Like I mentioned last week, hitting up Ted’s, Huskies and Tav are typical activities for the 21 and older population in the area. For those newly legal, it’s exciting to visit them and figure out the vibe of each bar, their quirks and what drinks to get. This week, let’s talk about Ted’s Restaurant and Bar, or as it’s more commonly known to the Uconn community, Ted’s.
My friends and I have already frequented the upperclassmen establishment a few times this semester for people’s birthdays, since Ted’s gives a special t-shirt to those who buy a beaver on their birthday. From those few times we’ve visited, we’ve been able to try a selection of their signature drink. This Thirsty Thursday, we’ll give you the rundown on which flavor we think is the best.
Ted’s famous bionic beavers are distinguishable by their intimidatingly large size and bright, bold colors. Visitors have been so apt to order beavers by their colors that the drink menu on the website only lists the beavers by their colors (blue, green, red, purple and orange). If you want to know their actual flavors, you’ll have to refer to the large banner hanging above the bar. From what I remember, they are blue coconut, green melon, purple raspberry…and that’s the extent of my knowledge. The other two are pretty self-explanatory, and if my inability to remember is any indicator, they’re not really worth trying. At least, not for the amount of drink they give you.

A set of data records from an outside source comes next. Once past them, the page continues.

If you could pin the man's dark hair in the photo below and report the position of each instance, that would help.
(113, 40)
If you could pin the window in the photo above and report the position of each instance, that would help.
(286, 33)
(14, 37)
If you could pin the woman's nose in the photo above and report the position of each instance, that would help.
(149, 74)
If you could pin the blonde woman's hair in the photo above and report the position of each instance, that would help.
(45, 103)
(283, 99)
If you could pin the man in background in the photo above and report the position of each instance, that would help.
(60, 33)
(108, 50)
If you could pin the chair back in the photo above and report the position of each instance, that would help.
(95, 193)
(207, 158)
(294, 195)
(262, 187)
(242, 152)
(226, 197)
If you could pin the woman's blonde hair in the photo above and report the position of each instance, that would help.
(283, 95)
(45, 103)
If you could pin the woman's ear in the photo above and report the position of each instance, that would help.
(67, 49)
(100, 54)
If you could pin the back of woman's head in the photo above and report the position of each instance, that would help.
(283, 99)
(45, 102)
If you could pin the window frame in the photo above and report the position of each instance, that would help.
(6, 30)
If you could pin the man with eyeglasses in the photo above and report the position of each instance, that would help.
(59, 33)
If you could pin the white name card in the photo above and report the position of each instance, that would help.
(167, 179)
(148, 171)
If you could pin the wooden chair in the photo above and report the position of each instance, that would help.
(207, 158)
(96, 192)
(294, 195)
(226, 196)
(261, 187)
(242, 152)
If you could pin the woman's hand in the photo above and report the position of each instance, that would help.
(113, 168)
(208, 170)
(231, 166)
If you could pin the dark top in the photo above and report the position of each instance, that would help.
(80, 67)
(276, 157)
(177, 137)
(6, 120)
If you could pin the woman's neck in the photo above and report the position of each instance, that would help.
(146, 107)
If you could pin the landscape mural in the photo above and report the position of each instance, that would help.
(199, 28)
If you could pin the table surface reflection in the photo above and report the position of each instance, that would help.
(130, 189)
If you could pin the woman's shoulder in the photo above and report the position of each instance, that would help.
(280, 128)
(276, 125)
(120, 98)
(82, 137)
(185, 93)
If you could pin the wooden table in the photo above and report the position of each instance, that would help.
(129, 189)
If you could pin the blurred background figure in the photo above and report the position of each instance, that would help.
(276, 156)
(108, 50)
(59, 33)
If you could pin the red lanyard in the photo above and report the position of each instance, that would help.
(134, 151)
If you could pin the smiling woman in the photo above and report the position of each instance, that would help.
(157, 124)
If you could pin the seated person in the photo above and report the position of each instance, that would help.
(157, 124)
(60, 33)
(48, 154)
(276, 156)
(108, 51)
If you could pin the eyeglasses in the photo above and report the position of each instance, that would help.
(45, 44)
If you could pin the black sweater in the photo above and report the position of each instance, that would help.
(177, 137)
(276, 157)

Beavers were infamously known for being served with an indistinguishable – but probably ungodly – amount of alcohol, ice and mixers in a huge pitcher. Yes, you read that right: a 60-ounce pitcher for a scant $10. Now you know why Ted’s is such a hotspot for birthday bashes and lively celebrations. Finishing a beaver was an accomplishment in itself.
Note the past tense: now, Ted’s serves its beavers in a smaller plastic cup, an adaptation to the sanitary requirements of COVID-19 for single-use drinkware. Another loss from the pandemic, but perhaps, better in the long-run for our livers and the aftermath of downing the drink. They also have adjusted the price accordingly: $8 for perhaps two-thirds of the original size. Unfortunately, I was not able to try a beaver in its legendary original chalice – I mean, container. However, at least I have been able to drink two beavers in one visit on a few occasions. One time my friends and I were served our beavers in the tall tupperware containers that restaurants typically store soup in for takeout.

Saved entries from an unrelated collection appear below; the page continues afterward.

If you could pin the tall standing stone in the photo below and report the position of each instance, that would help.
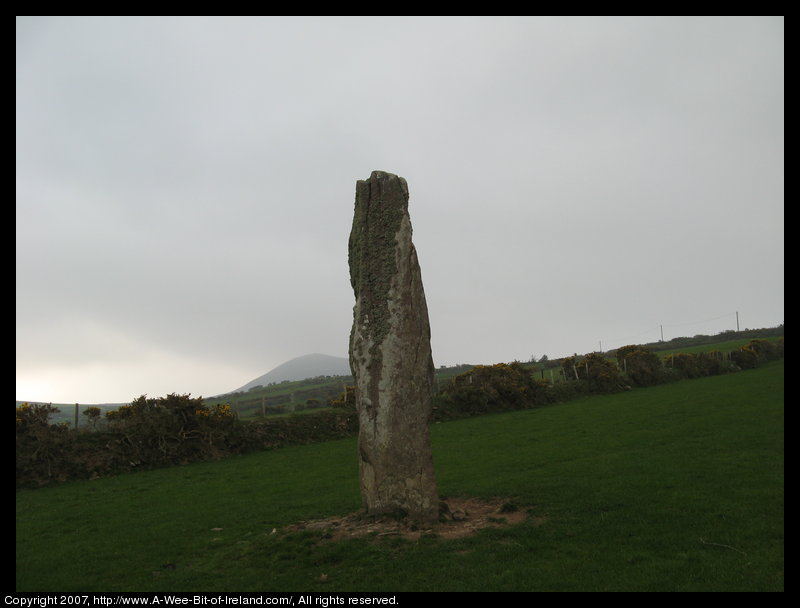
(390, 354)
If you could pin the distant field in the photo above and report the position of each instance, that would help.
(678, 487)
(723, 347)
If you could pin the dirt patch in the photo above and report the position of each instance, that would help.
(459, 517)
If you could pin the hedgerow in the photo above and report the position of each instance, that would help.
(177, 429)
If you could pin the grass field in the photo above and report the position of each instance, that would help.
(679, 487)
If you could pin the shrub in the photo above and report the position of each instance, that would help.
(641, 366)
(39, 444)
(489, 388)
(600, 374)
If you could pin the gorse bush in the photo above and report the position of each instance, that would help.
(488, 388)
(641, 366)
(177, 429)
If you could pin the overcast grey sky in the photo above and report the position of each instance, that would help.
(185, 187)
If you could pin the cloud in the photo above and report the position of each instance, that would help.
(185, 184)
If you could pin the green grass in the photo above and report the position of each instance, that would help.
(673, 488)
(723, 347)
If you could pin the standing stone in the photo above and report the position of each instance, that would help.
(390, 354)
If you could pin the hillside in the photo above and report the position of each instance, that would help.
(678, 487)
(301, 368)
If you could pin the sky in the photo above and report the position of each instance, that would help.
(185, 187)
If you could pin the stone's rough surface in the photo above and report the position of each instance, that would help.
(390, 354)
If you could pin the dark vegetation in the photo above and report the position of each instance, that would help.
(177, 429)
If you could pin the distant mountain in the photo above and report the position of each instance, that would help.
(300, 368)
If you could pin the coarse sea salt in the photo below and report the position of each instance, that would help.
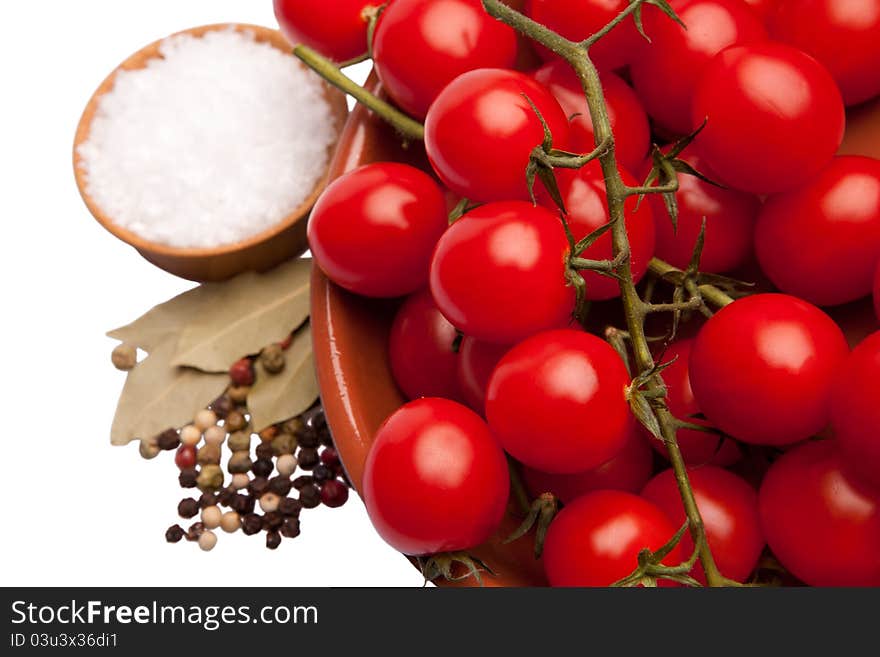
(215, 141)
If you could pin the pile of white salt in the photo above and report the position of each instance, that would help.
(213, 142)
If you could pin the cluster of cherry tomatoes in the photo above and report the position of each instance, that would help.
(484, 342)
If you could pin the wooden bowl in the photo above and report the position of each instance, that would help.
(263, 251)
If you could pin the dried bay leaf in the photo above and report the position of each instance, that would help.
(157, 396)
(278, 397)
(244, 315)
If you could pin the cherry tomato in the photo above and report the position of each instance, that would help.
(596, 540)
(775, 117)
(668, 68)
(821, 241)
(435, 479)
(578, 20)
(843, 35)
(762, 368)
(821, 527)
(447, 37)
(629, 123)
(729, 507)
(628, 470)
(422, 349)
(476, 362)
(583, 192)
(855, 413)
(498, 273)
(337, 30)
(480, 132)
(697, 447)
(372, 231)
(556, 402)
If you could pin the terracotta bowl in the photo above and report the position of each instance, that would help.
(351, 338)
(263, 251)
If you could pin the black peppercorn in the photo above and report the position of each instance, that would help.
(188, 508)
(168, 440)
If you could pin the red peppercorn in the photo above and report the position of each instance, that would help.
(242, 372)
(185, 457)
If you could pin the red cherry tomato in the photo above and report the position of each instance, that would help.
(578, 20)
(841, 34)
(729, 507)
(372, 231)
(821, 241)
(476, 362)
(337, 30)
(583, 192)
(629, 123)
(498, 273)
(697, 447)
(596, 540)
(628, 470)
(435, 479)
(762, 368)
(855, 413)
(556, 402)
(420, 46)
(481, 130)
(821, 527)
(669, 67)
(730, 223)
(775, 117)
(422, 349)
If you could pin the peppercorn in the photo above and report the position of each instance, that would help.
(174, 534)
(334, 493)
(188, 477)
(251, 523)
(210, 477)
(262, 467)
(168, 440)
(310, 496)
(273, 540)
(290, 528)
(188, 508)
(308, 458)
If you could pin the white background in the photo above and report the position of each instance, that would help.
(77, 511)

“preferred beaver is beaver of the month, it’s always the best beaver, except the fireball beaver. preferred regular beaver is blue.”
In addition to the staple color flavors, Ted’s always has a special beaver of the month that incorporates other flavor profiles and liquors, such an apple cider beaver with hard cider; a Mexican mule beaver with ginger beer and tequila; a Fireball beaver with the titular whiskey and this month’s lemonade sour special. The latter has been met with praise from the friends with whom I have tried them.

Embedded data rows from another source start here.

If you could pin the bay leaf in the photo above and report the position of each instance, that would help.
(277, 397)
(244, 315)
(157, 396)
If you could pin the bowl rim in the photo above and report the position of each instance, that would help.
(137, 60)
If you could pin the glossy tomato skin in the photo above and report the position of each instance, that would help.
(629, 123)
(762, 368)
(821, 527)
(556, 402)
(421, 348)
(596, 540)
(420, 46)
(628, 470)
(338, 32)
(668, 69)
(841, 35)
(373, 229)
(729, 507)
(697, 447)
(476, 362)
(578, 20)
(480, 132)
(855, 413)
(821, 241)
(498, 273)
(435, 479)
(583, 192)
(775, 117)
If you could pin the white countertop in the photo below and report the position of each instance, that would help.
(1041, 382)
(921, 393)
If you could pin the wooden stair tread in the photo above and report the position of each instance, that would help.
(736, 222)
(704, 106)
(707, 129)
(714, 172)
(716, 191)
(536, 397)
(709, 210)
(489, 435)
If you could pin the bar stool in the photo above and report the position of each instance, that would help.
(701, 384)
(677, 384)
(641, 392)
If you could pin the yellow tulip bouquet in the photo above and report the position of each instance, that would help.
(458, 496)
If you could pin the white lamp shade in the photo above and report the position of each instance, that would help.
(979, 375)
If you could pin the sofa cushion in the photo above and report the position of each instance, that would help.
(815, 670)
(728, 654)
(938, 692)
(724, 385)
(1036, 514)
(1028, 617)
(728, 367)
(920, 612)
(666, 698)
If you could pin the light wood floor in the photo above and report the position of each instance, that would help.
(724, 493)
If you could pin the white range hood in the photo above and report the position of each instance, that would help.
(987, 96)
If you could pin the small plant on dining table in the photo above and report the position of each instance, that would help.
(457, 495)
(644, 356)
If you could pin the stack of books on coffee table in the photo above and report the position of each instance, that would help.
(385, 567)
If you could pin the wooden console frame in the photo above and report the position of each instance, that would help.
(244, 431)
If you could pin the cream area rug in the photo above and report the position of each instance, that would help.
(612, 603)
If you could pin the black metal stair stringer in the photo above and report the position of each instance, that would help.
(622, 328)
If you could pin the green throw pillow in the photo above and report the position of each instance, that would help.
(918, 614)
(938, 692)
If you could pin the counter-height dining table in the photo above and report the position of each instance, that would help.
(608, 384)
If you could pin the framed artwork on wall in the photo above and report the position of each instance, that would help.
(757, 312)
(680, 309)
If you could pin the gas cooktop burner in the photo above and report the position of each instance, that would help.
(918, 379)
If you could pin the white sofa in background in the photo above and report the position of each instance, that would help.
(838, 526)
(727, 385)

“I think the lemonade one is the best because it doesn’t have the stronger alcohol taste the others do, but isn’t too sweet either, it’s just got a nice citrusy flavor and I enjoy it a lot,” one Thirsty Thursday drinker said. In addition to the special lemonade beaver, they have tried the green melon beaver.
Another Thirsty Thursday drinker has praised Ted’s special beavers in general.
“Preferred beaver is beaver of the month, [it’s a]lways the best beaver, except the Fireball beaver,” they said. “Preferred regular beaver is blue.”
A third Thirsty Thursday drinker similarly cited the blue beaver as their go-to. As for me? I highly recommend always taking a look at the special beavers. They are always a creative mix of flavors and ingredients: the apple cider one was dangerously delicious, but the Mexican Mule flavor has been my top special beaver so far. In terms of the regular offerings, I used to ride the blue coconut wave, but after trying green melon earlier this month, I’m going to have to go green.